Goliger has a stylistic tic — she loves a series of three. For example: “The following day saw more parties, parades, and thanksgiving services throughout the country…”; “In the rescue, in the chase, in the chaos”; and “…a small encouraging smile on his lips, suggesting competence, self-discipline, and high principles.” Compared to what she pulls off in this well-researched novel, however — the voice of a British policeman in his letters and conversation, the voice of Eva’s sister Liesel in her letters from the kibbutz, the condemnatory voice of Eva’s father, the voices of various friends and neighbours such as Malka, and Katy and Sami Khoury– this tic is nothing but an amusement.
I recommend this tale of Eva Salomon’s various departures — from the Nazis, from her Jewish father and finally from the trauma of a Jewish attack.

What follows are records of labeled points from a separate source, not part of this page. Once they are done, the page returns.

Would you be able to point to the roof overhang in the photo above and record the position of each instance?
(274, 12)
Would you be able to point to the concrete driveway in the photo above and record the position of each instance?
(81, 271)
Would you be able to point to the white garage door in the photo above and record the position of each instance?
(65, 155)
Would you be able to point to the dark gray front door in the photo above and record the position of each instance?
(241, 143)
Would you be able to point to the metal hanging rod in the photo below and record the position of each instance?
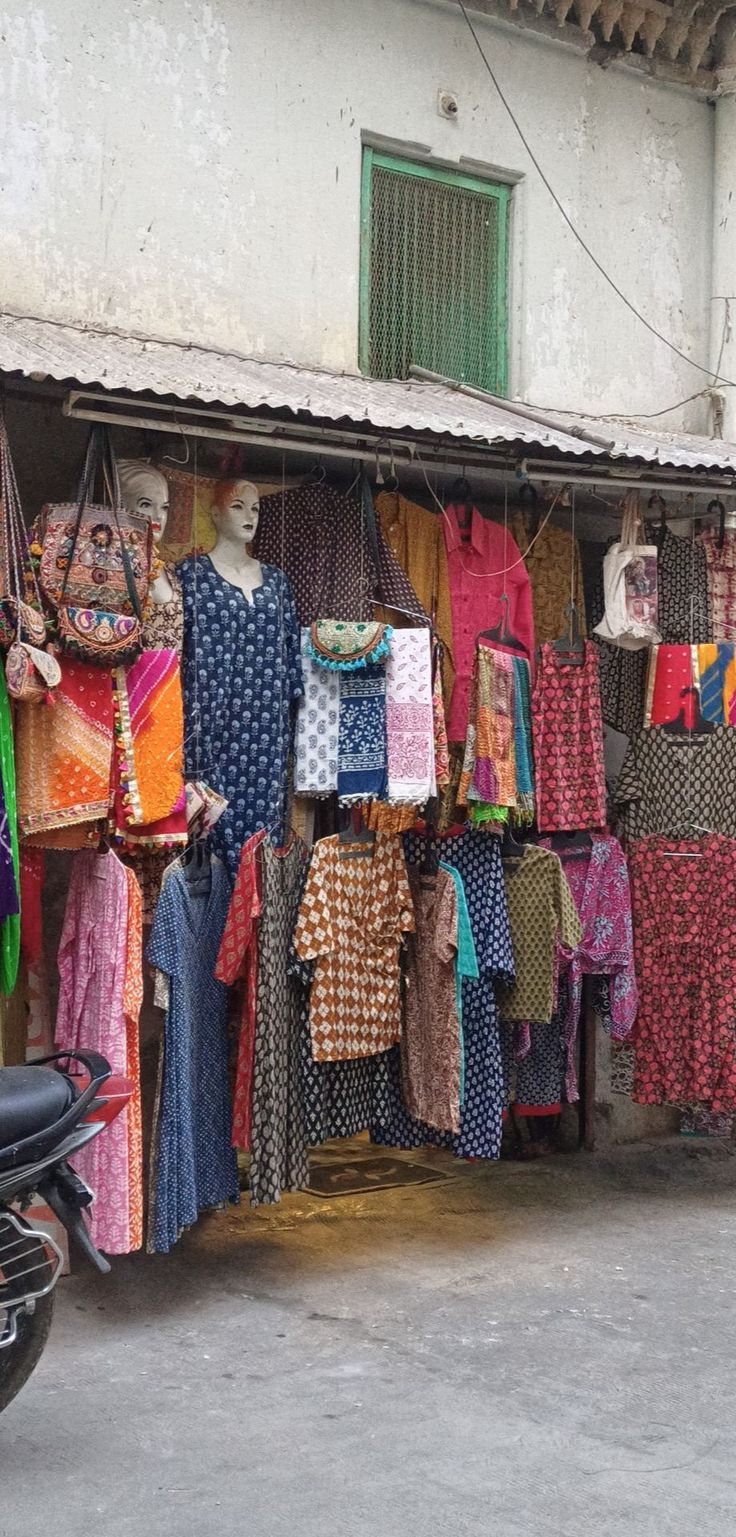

Disclaimer: Apparently it is a conflict of interest for a reviewer to review the work of a friend. Goliger is a friend of mine. For anyone horrified by this fact, I direct you to the work and lives of the Bloomsbury group. –DM
Gabriella Goliger lived in Israel in the early 1970s; since then she has made frequent trips to Israel to see family and friends, most recently in November 2016. Goliger grew up in Montreal and now makes her home in Ottawa. She has an M.A. in English Literature from Hebrew University of Jerusalem (1974). In 1997, her short story, “Maladies of the Inner Ear,” won the Journey Prize; it was republished in her collection, Song of Ascent in 2001. Her novel Girl Unwrapped (with scenes in Israel) came out in 2010.